Wednesday, June 3, 2009

What Does It Mean to Preach Pastorally?


Christoph Schwöbel has written an excellent introduction to British theologian Colin Gunton’s collection of sermons, “Theology Through Preaching: Sermons for Brentwood.”  (Schwöbel was co-founder, with Gunton, of the Research Institute for Systematic Theology.)

The Introduction is entitled “The Preacher’s Art: Preaching Theologically.” He lays out what I think is a fairly good description of what it means to preach theologically. Too many of us confuse doctrinal preaching with theological preaching.  Schwöbel says that doctrinal preaching is a subset of theological preaching, but the two are not coterminous.  (I will probably say more about that later)

But what got my attention was his section on preaching pastorally.  Pastoral preaching is sometimes put in contrast to theological preaching, when, like doctrinal preaching, it is a subset of it.  Schwöbel reiterates what most of us heard in Bible College/Seminary:

the proclamation of the gospel of Christ must always occur in the context of pastoral care. Indeed, preaching which remains true to the content of the gospel is a form of pastoral care….  Through preaching, the gospel is communicated to us personally, so that the personal relationship of preacher and listener is an indispensable part of the communication of the gospel, and one for which both preacher and listener are constitutive. (p. 9)

And yet Schwöbel goes farther than that.  He says that Pastoral Preaching deals with three major crises in the lives of all humans:

  • The Crises of Faith
  • The Crises of Love
  • The Crises of Hope


The Crises of Faith

A crisis of faith consists not only of doubting certain articles of Christian belief, of being unable to assent to the truth claims of the Christian message. More profoundly, it is the situation in which our basic trust in life has become uncertain. (p. 10)

This comes, normally, because of disappointment or heartache or tragedy in our lives.  Suddenly the things on/in which we put our faith are questioned.  Is God there?  On whom can we rely?  Was Peggy Lee right when she asked, “Is that all there is…to life?”  Will life itself prove to be (in her words) “that final disappointment?” 

Pastoral preaching in the face of crises of faith, Schwöbel states, is reminding people that…

The promise of the gospel is not about small comforts that might alleviate our situation, it is about God offering himself to us in Christ through the Spirit as the anchor for our faith. God offers himself to us as the object of our trust, and if the promise of gospel reaches us we discover that God is by no means an inert object but a dynamic subject who restores our faith by reasserting himself as the one in whom we can trust.

Preaching pastorally is the style of preaching which brings our crises of faith before God in the expectation that God will renew his promise to us in such a way that our faith is thereby-restored, that because we can trust in God, we can also trust in life again. (p. 11)

My perspective is that as we continue further and further into the twenty-first century, the preaching along these lines will be a major source of productive evangelism.  Post-moderns (if we may still use that term) have given up on the church because the church has offered up too many platitudes that have proven to be inadequate. They have asked people to put faith in the church and its leadership instead of in God. 

And young adults are smart enough and have experienced enough to know that these things will always prove to be a shifting foundation upon which to build.

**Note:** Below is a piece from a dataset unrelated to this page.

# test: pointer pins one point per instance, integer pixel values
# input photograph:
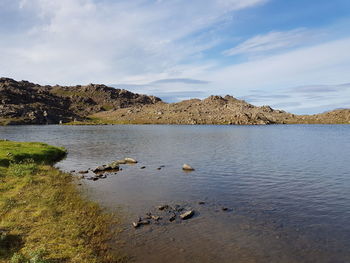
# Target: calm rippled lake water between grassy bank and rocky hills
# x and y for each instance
(288, 188)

And yet young people also know that they themselves are not the foundation upon which their faith can be built (as much as many may protest to the contrary).

Unlike much preaching today:

Our shattered self-confidence is not restored by-rhetorical repair works on our battered self-esteem, it is restored by finding its ground not in ourselves, but in God. (p. 11)

Preaching pastorally in the face of crises of faith means pointing to the one who ultimately is worthy of our trust.  That does NOT mean that God will live up to every expectation that we have of him. 

We are currently in Kansas City with my wife’s parents.  Last Friday, my father in law was taken into emergency surgery and then given the diagnosis of having inoperable and terminal brain cancer. He has been given between 2-18 months to live, based on the choice of treatment (if any) and his responsiveness to the treatment.   We, of course, are praying for a miracle of healing from God.  And we firmly believe that God can and does do such miracles.  (Otherwise, why pray for it?)  But will my faith in God be shattered if he does not perform this miracle?  No. My faith is not in a God who caters to every desire and want that I have.  If he did that for everyone, we would not live in a world of order, but in a world of utter chaos.  My trust is in the God who is worthy of my trust and will prove himself to be faithful and our strength no matter what the outcome of this specific prayer. 

But I do not say any of that glibly.  I want fervently for my father-in-law to be well.   But true pastoral preaching only happens when we teach people the proper basis for faith; the proper object of faith.  And that takes hard work to preach sermons that do that in an honest and thorough way.   May our pastoral preaching reflect that.

I think I will deal with the crises of love and hope tomorrow (or the next).

Please, if you will, be in prayer for my father-in-law, Henry, and all of my wife’s family.